La France a officiellement salué l’élection de Mamadi Doumbouya à la tête de la République de Guinée, à la suite de la validation définitive du scrutin présidentiel par la Cour suprême de Guinée. Selon plusieurs médias français, un entretien téléphonique s’est tenu dimanche soir entre le président français et le nouveau chef de l’État guinéen.

Au cours de cet échange, le président français aurait adressé ses félicitations à son homologue, soulignant le caractère déterminant de cette élection pour l’avenir institutionnel du pays. Il aurait notamment salué « une étape décisive vers l’achèvement de la transition », estimant que la proclamation des résultats définitifs marque un tournant politique majeur pour la Guinée.

Une reconnaissance internationale du processus électoral

Cette prise de position de Paris intervient après la confirmation, par la Cour suprême, de la victoire de Mamadi Doumbouya à l’issue du scrutin présidentiel. Elle s’inscrit dans une dynamique plus large de reconnaissance internationale du processus électoral guinéen, déjà salué par plusieurs partenaires et organisations régionales et internationales.

Pour la France, cet échange de haut niveau traduit la volonté d’accompagner la Guinée dans la consolidation de ses institutions démocratiques et dans la stabilisation politique post-transition.

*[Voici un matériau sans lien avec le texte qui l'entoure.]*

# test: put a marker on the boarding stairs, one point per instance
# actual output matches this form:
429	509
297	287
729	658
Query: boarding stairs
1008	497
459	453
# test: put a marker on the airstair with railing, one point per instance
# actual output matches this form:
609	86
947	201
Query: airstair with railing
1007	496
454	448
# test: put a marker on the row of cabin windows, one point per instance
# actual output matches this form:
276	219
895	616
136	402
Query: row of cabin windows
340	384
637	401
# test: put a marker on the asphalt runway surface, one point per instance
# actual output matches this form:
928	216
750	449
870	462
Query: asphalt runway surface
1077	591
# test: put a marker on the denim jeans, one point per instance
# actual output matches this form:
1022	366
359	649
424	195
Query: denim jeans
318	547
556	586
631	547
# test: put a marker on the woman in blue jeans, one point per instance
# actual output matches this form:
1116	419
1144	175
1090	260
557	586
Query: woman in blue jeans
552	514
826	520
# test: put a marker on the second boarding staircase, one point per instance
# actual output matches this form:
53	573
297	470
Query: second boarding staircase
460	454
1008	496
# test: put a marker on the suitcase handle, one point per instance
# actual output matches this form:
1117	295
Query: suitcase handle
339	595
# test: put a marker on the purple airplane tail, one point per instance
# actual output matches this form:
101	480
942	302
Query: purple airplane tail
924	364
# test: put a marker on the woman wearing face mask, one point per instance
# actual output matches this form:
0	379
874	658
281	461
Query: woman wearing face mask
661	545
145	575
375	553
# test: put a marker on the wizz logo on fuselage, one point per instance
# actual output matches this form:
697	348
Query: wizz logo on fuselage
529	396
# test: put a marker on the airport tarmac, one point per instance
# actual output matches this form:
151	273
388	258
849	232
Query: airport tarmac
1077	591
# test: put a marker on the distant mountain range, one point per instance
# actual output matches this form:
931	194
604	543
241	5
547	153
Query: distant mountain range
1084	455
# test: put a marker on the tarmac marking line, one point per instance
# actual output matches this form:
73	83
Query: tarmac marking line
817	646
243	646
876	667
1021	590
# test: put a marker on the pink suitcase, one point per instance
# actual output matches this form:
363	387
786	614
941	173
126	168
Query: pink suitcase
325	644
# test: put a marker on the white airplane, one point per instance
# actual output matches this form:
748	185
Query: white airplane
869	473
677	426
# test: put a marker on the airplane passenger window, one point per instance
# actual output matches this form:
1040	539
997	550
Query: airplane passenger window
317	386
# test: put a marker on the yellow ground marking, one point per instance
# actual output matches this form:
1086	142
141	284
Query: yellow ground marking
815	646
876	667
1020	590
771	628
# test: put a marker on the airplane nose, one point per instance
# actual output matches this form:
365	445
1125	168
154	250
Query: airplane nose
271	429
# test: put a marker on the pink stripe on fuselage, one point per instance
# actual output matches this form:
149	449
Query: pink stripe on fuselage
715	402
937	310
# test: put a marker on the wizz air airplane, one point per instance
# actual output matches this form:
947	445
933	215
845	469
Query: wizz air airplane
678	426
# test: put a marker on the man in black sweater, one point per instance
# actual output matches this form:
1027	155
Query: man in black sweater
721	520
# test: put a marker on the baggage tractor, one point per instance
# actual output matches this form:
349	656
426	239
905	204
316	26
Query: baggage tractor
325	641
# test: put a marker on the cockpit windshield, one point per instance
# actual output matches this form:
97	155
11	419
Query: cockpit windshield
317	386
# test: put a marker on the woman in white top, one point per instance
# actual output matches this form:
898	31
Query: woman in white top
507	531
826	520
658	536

Des relations bilatérales appelées à se renforcer

Au-delà du message de félicitations, cet entretien est également perçu comme un signal politique fort en faveur de la continuité du dialogue diplomatique entre la France et la Guinée. Les deux pays entretiennent des relations anciennes, fondées sur la coopération politique, économique, sécuritaire et culturelle.

Selon des sources proches du dossier, Paris souhaite désormais voir s’ouvrir une nouvelle phase de coopération, axée sur la stabilité institutionnelle, les réformes économiques et l’appui au développement, dans un contexte régional marqué par de nombreux défis sécuritaires et politiques.

Un message politique à portée symbolique

En saluant publiquement l’élection de Mamadi Doumbouya, la France envoie un message de normalisation progressive des relations avec Conakry après la transition. Cette reconnaissance est également interprétée comme un encouragement à poursuivre les réformes engagées et à renforcer l’État de droit.

Pour les autorités guinéennes, ce geste diplomatique constitue un appui symbolique important sur la scène internationale, à l’heure où le nouveau pouvoir entend asseoir sa légitimité et relancer les partenariats stratégiques du pays.